The ESSM position statement also highlights critical scientific gaps. Prevalence estimates remain imprecise for most anxiety types. Little research examines how different sexual anxieties interact within couples or across cultural contexts. Diagnostic clarity is lacking for constructs such as sexual distress and penetration phobia. And while anxiety sensitivity and intolerance of uncertainty are known risk factors in general anxiety disorders, their roles in sexual anxiety require deeper empirical exploration.

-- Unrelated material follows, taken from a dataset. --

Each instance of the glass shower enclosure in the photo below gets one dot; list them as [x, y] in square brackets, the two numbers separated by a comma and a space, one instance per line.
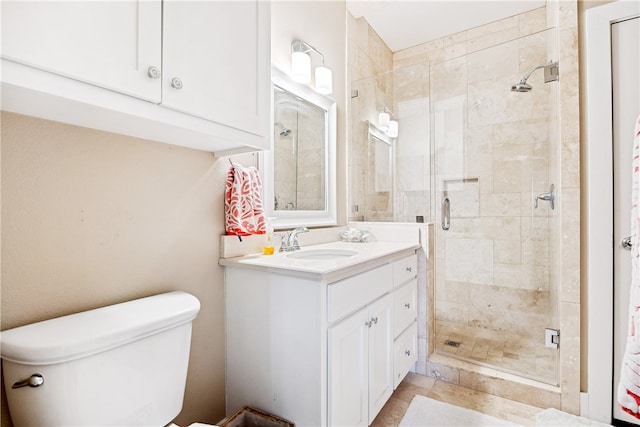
[478, 161]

From the perspective of Seven Reflections' Dimensional Systems Architecture (DSA), the ESSM framework illustrates how anxiety can be understood as a systemic feedback disruption within an individual's cognitive field. In DSA terms, sexual anxiety compresses the field's available "processing bandwidth," narrowing attention to threat signals and reducing the capacity for reflexive, embodied sexual response. Performance anxiety, for example, creates a loop in which reflective monitoring overrides automatic erotic pathways, collapsing the system's natural coherence. Attachment anxiety reflects disruptions in relational field stability, where perceived threat alters emotional signaling and reshapes behavioral trajectories. Somatic symptom disorder can be interpreted as a misalignment between internal sensory data and higher-order interpretive models, generating a self-reinforcing loop of vigilance and misinterpretation. These dynamics highlight how sexual dysfunction emerges not merely from physiological or psychological triggers but from shifts in system-wide regulation.
The ESSM position statements offer clinicians a unified structure for disentangling these dynamics and tailoring interventions that restore coherence across cognitive, relational, and somatic dimensions. Their central contribution is the recognition that sexual anxiety is rarely singular, rarely superficial, and rarely restricted to the sexual domain alone.